The company's most advanced cell therapy project IDO 8 aims to restore the effect of the life-saving treatment with coagulation factor VIII (FVIII) in hemophilia A, the most common form of bleeding disorder. Approximately one third of patients develop antibodies to the FVIII treatment, making it ineffective. Idogen wants to change this with IDO 8, which will create tolerance to FVIII and thus enable continued treatment.
Green light for phase I/IIa study with IDO 8
During the second quarter, Idogen plans to initiate a clinical phase I/II study with IDO 8, where the goal is to evaluate safety and monitor signals of treatment effect in patients. In March, the company received approval from the Swedish Medicines Agency to initiate the study – see BioStock's interview with Anders KarlssonNow the Norwegian Medicines Agency has also NoMA, has given the go-ahead to begin patient recruitment for the study.
Idogen intends to conduct the study in more countries than Sweden and Norway and is in dialogue with several European trial centers regarding this.

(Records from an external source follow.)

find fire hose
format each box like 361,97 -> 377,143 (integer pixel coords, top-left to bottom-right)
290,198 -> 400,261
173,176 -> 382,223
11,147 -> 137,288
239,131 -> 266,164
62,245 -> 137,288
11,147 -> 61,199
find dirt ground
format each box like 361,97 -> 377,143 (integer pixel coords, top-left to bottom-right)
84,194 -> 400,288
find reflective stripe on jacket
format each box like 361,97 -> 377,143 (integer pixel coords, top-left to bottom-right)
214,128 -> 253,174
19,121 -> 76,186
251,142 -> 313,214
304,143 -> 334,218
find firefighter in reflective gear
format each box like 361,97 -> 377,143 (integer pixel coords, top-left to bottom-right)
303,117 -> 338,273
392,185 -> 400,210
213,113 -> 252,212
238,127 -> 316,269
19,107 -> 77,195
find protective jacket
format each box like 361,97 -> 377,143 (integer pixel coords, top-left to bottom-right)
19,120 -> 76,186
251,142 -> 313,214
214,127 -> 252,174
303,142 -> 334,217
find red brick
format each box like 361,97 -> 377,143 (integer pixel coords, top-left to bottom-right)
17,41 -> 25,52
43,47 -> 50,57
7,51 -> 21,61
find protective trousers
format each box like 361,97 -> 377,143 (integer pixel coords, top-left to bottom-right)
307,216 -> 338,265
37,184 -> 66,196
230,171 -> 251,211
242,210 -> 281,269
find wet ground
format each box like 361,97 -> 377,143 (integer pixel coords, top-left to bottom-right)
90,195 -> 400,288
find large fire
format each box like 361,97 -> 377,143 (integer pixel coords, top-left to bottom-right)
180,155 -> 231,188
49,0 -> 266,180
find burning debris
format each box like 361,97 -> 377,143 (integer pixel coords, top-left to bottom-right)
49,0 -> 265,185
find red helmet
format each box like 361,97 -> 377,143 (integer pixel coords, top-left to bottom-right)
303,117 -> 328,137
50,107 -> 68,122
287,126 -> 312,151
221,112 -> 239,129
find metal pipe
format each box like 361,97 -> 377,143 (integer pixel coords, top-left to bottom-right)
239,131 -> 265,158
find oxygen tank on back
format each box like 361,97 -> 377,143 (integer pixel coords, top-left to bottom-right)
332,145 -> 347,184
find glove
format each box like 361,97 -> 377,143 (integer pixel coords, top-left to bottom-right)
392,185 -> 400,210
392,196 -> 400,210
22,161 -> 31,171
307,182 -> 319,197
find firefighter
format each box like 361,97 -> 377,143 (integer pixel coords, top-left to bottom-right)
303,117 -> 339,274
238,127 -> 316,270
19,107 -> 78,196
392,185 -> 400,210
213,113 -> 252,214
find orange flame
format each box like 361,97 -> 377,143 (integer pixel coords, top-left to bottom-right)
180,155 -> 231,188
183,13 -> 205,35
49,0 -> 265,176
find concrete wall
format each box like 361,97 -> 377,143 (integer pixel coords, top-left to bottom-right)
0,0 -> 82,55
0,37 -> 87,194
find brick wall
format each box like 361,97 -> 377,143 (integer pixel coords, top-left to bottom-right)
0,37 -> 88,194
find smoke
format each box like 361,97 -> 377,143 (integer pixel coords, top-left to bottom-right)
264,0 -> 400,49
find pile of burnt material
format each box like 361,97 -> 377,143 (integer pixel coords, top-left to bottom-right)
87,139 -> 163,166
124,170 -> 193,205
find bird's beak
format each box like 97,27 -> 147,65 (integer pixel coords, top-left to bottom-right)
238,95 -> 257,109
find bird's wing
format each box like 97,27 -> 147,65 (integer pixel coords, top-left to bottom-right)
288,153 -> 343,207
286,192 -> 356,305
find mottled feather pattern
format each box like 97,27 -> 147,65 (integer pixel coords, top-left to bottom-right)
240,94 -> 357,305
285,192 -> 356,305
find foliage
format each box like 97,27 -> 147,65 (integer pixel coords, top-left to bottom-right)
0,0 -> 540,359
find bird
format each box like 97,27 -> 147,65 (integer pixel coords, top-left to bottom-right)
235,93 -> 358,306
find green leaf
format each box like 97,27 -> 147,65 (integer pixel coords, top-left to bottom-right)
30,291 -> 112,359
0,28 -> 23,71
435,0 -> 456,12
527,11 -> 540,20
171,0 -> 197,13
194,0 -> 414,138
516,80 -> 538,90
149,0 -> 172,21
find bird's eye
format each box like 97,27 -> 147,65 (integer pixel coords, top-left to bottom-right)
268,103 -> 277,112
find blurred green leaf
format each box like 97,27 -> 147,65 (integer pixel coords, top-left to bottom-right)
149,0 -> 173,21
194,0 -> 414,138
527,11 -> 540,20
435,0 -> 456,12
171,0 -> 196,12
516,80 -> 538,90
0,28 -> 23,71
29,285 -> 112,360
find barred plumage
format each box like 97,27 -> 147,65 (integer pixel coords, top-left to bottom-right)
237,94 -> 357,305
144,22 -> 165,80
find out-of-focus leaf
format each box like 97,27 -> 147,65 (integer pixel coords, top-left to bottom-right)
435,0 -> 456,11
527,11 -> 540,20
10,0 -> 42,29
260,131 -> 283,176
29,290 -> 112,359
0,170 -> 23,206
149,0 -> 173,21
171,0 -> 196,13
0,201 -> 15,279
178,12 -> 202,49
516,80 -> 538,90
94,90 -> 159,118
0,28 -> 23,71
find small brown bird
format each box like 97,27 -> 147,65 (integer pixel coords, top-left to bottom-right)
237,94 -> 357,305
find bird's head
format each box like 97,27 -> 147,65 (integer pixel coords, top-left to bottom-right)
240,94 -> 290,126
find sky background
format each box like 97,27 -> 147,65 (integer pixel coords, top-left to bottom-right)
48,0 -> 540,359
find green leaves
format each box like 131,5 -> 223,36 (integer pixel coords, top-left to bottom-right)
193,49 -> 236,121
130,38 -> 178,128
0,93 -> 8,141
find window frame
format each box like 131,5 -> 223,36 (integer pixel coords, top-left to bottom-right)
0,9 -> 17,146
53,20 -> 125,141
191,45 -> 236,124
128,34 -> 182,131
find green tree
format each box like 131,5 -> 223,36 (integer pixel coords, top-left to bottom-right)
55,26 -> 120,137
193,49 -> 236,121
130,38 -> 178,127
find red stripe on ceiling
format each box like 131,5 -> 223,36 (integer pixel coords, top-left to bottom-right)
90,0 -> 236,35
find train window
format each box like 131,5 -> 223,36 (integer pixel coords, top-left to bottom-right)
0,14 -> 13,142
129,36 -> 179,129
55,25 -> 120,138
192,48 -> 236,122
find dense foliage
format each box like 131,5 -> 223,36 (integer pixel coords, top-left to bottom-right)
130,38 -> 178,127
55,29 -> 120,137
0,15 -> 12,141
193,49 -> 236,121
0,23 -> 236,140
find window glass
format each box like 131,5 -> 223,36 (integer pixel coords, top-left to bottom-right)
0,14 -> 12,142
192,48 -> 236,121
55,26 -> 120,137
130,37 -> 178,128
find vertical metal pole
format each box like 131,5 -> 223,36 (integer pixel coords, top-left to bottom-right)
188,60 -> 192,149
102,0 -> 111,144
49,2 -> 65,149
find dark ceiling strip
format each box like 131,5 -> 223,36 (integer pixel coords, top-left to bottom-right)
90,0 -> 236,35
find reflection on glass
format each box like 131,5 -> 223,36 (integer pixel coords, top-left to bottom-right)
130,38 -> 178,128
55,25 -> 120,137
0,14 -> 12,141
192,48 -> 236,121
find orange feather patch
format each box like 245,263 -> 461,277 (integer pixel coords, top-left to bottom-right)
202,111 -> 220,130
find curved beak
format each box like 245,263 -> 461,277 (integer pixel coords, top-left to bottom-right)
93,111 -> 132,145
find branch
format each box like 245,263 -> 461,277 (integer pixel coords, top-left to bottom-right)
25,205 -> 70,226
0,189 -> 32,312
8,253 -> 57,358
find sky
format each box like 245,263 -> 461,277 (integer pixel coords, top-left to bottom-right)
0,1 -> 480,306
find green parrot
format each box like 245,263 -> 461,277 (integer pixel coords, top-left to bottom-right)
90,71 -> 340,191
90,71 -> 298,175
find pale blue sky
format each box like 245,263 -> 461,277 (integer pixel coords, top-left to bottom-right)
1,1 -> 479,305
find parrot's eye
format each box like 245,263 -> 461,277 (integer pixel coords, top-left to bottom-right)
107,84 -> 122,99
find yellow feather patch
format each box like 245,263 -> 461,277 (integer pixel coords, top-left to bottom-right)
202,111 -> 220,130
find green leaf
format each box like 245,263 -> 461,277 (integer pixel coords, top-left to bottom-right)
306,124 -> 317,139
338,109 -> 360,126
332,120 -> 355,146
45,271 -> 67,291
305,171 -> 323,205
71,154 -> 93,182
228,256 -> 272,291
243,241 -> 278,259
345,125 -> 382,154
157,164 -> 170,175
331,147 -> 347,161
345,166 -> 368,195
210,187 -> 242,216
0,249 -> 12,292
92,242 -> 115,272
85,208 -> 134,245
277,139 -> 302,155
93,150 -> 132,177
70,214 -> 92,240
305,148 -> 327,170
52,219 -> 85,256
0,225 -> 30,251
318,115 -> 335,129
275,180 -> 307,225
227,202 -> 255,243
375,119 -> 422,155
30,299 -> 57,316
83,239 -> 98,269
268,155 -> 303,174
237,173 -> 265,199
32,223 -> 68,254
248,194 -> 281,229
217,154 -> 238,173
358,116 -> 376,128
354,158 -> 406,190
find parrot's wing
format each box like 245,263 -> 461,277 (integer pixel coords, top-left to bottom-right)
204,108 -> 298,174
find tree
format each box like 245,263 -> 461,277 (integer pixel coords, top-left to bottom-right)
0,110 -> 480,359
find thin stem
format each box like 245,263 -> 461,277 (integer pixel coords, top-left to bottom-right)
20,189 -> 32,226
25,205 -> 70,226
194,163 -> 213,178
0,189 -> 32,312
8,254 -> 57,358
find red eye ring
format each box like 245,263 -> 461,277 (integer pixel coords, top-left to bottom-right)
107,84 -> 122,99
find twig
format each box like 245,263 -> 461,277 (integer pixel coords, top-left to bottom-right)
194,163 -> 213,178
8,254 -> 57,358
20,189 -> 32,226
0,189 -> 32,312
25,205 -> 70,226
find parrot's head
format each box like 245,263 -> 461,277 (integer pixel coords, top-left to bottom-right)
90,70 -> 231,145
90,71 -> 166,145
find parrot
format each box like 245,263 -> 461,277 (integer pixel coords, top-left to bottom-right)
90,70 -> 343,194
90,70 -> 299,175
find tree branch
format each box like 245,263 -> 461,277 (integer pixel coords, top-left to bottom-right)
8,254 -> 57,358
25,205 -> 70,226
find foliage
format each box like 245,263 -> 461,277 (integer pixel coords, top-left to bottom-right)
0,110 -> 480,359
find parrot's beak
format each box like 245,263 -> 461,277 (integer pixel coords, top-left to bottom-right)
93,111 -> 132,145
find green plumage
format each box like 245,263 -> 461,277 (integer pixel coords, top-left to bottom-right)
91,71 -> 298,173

Idogen's cell therapy to be tested on patients for the first time
The upcoming Phase I/IIa study is a so-called First-in-Human study where IDO 8 will be tested in patients for the first time. The study design has been developed in dialogue with the regulatory authorities in the Nordic region and leading specialists in the field. The study will include nine hemophilia A patients with antibodies to the standard treatment with FVIII.

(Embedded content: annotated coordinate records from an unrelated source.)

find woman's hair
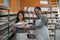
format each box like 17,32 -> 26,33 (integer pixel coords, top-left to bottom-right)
16,11 -> 25,23
35,6 -> 41,10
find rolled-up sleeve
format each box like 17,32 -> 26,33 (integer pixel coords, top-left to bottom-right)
30,16 -> 47,29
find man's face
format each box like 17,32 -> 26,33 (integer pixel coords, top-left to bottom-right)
34,9 -> 41,18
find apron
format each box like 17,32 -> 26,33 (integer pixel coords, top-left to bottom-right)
35,19 -> 49,40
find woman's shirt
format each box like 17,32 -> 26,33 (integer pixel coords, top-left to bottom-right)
16,22 -> 26,33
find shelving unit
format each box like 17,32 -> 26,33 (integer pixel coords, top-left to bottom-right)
0,5 -> 17,40
24,6 -> 58,40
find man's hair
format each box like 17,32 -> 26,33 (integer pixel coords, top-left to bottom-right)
35,6 -> 41,10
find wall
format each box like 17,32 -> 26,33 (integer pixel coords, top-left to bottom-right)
0,0 -> 2,4
20,0 -> 56,10
10,0 -> 18,12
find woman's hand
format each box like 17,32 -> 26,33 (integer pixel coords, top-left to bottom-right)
23,25 -> 30,32
23,25 -> 30,29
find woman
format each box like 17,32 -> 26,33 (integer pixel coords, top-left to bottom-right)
24,7 -> 49,40
14,11 -> 27,40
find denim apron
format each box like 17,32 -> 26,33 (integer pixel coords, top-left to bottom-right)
35,18 -> 49,40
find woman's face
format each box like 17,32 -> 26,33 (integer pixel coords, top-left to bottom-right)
18,13 -> 23,20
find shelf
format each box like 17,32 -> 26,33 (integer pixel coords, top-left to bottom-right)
0,14 -> 17,17
1,34 -> 8,40
9,28 -> 12,32
9,32 -> 14,37
0,25 -> 8,31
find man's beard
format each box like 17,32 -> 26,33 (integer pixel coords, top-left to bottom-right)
36,13 -> 41,19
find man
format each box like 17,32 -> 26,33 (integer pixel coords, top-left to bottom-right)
30,7 -> 49,40
23,7 -> 49,40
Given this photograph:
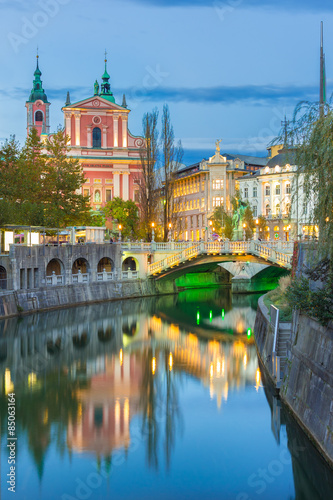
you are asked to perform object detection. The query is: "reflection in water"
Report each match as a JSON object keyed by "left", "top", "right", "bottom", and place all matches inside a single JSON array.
[{"left": 0, "top": 289, "right": 330, "bottom": 498}]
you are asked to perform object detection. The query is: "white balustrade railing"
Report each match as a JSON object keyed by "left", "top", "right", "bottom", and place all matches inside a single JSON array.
[
  {"left": 72, "top": 270, "right": 89, "bottom": 283},
  {"left": 46, "top": 271, "right": 65, "bottom": 286}
]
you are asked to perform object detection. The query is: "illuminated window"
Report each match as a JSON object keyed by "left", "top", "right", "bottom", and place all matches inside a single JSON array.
[
  {"left": 213, "top": 196, "right": 223, "bottom": 207},
  {"left": 213, "top": 179, "right": 223, "bottom": 189},
  {"left": 93, "top": 127, "right": 102, "bottom": 148}
]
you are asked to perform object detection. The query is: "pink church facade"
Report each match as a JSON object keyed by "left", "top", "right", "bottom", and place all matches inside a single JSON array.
[{"left": 26, "top": 59, "right": 144, "bottom": 210}]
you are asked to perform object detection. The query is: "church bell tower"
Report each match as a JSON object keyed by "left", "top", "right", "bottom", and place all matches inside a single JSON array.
[{"left": 25, "top": 54, "right": 50, "bottom": 136}]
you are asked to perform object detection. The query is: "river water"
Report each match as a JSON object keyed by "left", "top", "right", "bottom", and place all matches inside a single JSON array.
[{"left": 0, "top": 289, "right": 333, "bottom": 500}]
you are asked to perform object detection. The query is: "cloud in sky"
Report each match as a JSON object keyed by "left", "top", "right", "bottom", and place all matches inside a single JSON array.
[
  {"left": 125, "top": 85, "right": 318, "bottom": 105},
  {"left": 1, "top": 85, "right": 318, "bottom": 107},
  {"left": 127, "top": 0, "right": 333, "bottom": 11}
]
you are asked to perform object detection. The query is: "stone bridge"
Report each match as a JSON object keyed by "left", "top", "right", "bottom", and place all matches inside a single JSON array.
[
  {"left": 0, "top": 240, "right": 293, "bottom": 293},
  {"left": 121, "top": 240, "right": 293, "bottom": 292}
]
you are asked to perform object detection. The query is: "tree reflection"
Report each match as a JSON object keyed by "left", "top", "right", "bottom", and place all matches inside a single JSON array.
[{"left": 140, "top": 348, "right": 181, "bottom": 470}]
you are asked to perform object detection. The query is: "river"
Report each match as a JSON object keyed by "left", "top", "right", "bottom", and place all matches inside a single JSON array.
[{"left": 0, "top": 289, "right": 333, "bottom": 500}]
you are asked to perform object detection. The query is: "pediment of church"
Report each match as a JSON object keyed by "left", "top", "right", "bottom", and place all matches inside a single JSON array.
[{"left": 63, "top": 95, "right": 129, "bottom": 112}]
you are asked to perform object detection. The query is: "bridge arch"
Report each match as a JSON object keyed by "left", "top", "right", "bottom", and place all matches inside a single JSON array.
[
  {"left": 97, "top": 257, "right": 114, "bottom": 273},
  {"left": 46, "top": 337, "right": 62, "bottom": 356},
  {"left": 0, "top": 266, "right": 7, "bottom": 290},
  {"left": 46, "top": 259, "right": 65, "bottom": 276},
  {"left": 121, "top": 256, "right": 139, "bottom": 271},
  {"left": 72, "top": 257, "right": 90, "bottom": 274}
]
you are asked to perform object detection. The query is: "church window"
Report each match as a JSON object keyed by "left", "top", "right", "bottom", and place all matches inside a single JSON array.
[
  {"left": 35, "top": 111, "right": 43, "bottom": 122},
  {"left": 93, "top": 127, "right": 102, "bottom": 148}
]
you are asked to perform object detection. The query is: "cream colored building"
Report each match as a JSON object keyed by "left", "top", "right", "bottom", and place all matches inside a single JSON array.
[
  {"left": 239, "top": 146, "right": 316, "bottom": 241},
  {"left": 173, "top": 145, "right": 264, "bottom": 241}
]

An initial follow-up will be conducted 26 weeks after the patient has received their treatment. In addition, a long-term follow-up will be conducted after 52 weeks. Three different doses will be evaluated for safety, but also preliminary clinical efficacy.
The effect that is desired to be achieved with IDO 8 is to extinguish the immune response to the FVIII treatment so that the antibody reaction disappears, which would allow the patient to be treated with factor concentrate again. Read more about the expectations of IDO8's effect in BioStock's interview with professor Jan Astermark, principal investigator in the clinical study with IDO 8.

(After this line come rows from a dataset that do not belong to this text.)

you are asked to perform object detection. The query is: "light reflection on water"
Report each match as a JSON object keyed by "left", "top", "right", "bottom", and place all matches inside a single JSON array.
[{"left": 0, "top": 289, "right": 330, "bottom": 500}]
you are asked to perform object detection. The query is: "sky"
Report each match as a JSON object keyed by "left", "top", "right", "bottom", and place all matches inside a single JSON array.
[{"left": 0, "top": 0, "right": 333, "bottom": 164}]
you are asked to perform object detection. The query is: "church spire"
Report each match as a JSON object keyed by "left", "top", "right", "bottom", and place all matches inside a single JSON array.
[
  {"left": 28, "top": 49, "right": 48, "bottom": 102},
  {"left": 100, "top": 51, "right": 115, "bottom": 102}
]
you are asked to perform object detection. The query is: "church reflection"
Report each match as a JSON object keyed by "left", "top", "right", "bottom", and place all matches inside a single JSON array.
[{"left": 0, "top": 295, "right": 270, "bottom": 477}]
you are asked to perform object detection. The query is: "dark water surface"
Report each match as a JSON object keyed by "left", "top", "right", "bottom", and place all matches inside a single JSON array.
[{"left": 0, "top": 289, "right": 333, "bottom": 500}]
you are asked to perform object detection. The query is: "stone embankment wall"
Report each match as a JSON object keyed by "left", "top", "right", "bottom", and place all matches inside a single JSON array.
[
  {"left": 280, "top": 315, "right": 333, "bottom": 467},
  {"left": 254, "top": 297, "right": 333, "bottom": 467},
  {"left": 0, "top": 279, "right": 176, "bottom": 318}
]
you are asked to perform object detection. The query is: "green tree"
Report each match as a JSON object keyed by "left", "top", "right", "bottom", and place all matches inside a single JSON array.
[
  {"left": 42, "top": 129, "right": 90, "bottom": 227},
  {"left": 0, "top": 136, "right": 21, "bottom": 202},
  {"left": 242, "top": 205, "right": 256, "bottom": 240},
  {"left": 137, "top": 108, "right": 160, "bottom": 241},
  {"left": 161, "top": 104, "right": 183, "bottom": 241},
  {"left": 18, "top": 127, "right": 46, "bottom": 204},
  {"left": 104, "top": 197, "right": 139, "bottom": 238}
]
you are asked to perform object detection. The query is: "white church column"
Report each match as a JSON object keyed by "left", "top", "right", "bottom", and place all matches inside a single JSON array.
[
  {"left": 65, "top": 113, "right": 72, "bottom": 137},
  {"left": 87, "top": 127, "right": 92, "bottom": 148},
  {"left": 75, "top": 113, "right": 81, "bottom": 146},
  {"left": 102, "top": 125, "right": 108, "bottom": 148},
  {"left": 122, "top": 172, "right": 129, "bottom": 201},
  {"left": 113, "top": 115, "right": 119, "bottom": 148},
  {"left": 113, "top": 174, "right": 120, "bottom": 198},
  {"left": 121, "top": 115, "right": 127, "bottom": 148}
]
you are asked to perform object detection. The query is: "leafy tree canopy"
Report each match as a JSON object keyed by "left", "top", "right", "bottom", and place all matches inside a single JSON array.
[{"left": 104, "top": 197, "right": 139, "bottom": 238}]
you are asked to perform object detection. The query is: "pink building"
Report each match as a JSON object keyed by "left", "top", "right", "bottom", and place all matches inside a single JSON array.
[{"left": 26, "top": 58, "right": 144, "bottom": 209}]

Collaboration agreement with two CROs
The study is expected to last during 2022-2023 and will be conducted together with Klifo and 4Pharma, two contract research organizations (CROs) with extensive experience in drug development. The collaboration agreements were signed in March and apply to all trial centers in Europe where Idogen intends to conduct the study.
Strengthens the organization ahead of the start of the study
To strengthen the organization ahead of the clinical development phase, Idogen has recruited three new employees – Hanjing Xie as CMO, Rory Graham as CRO and Martina Johannesson to the role of Program Manager Cell Therapy.
Hanjing Xie, who most recently came from a role as Senior Medical Study Director at Oncopeptides, will be responsible for the clinical development of IDO 8. Rory Graham, with extensive experience in regulatory processes in Europe and the US, will continue the regulatory work with IDO 8 and further applications prior to the start of the Phase I/IIa study.
Martina Johannesson, who most recently came from the stem cell company Amniotic, will ensure the coordination and implementation of the IDO 8 project, as well as the development program for IDO T which aims to reduce the risk of organ rejection in kidney transplantation.
A strengthened organization, as well as study approval in both Sweden and Norway, bodes well for exciting months ahead for Idogen.